A Classe C é, sem dúvida, a maior responsável pelo crescimento da Internet nos últimos 3 anos. Se em 2007 o Brasil possuía 37 milhões de usuários, fechamos 2010 com aproximadamente 75 milhões, ou seja, o dobro de usuários em apenas 3 anos. Muito se deve à entrada das classes de baixa renda, CDE, na web nesse período. Mas o mercado deve agradecer, aliás, ficar de olho na classe predominante do Brasil, a Classe C, responsável por 51% da população nacional, algo em torno de 100 milhões de pessoas.
Graças a esse número, uma quantidade enorme de marcas começa a mirar a classe C. Não é para menos: com a estabilidade da economia brasileira, a Classe C começou a comprar mais e melhor. Não está mais atrás do preço mais barato e sim da parcela que cabe em seu bolso. Não está mais atrás de qualquer produto, ela quer qualidade, quer ser bem atendida e exclusividade; assim como as classes AB, a Classe C também quer entrar em uma loja e ser bem tratada, quer ter produtos de qualidade e querem mostrar sua ascensão financeira através desses produtos dentro de sua comunidade.

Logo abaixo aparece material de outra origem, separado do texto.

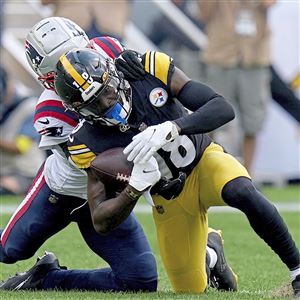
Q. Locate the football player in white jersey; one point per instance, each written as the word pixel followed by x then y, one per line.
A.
pixel 58 194
pixel 59 190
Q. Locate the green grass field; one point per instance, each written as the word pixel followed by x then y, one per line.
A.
pixel 261 273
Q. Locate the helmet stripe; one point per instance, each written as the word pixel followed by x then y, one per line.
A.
pixel 72 71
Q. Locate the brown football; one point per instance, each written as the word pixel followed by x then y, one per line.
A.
pixel 112 168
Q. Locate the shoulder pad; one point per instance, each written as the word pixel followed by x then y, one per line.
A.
pixel 79 153
pixel 111 46
pixel 158 65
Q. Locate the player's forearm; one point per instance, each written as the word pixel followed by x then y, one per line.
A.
pixel 209 117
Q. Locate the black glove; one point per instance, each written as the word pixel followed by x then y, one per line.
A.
pixel 129 63
pixel 169 188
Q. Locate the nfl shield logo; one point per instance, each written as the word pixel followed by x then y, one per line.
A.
pixel 158 97
pixel 34 56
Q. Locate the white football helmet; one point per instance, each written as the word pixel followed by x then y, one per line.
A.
pixel 47 41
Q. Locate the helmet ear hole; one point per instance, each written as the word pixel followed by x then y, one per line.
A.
pixel 91 91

Sociabilidade é um conceito presente nessa classe. Há tempos que a população mais humilde se ajuda na sua comunidade; entendemos a comunidade aqui como a rua onde moram, bairro ou mesmo o mesmo clube que frequentam. As pessoas comunicam sobre vagas de emprego, promoções em lojas, receitas de bolo, festa do vizinho, filmes, enfim, trocam informações diariamente, repito, há tempos.
Esse comportamento é repetido na Internet. Por isso, a Classe C é a mais ativa nas Redes Sociais, e acredita-se que é por causa dessa classe que o Facebook, maior Rede Social do mundo, tem 30% de usuários do Orkut: são 30 milhões no Orkut frente a 10 milhões no Facebook. O Orkut, por ser mais simples e ter sido o pioneiro, é hoje o preferido pelas classes mais baixas. Prova disso é que 90% dos acessos feitos em lan houses são no Orkut.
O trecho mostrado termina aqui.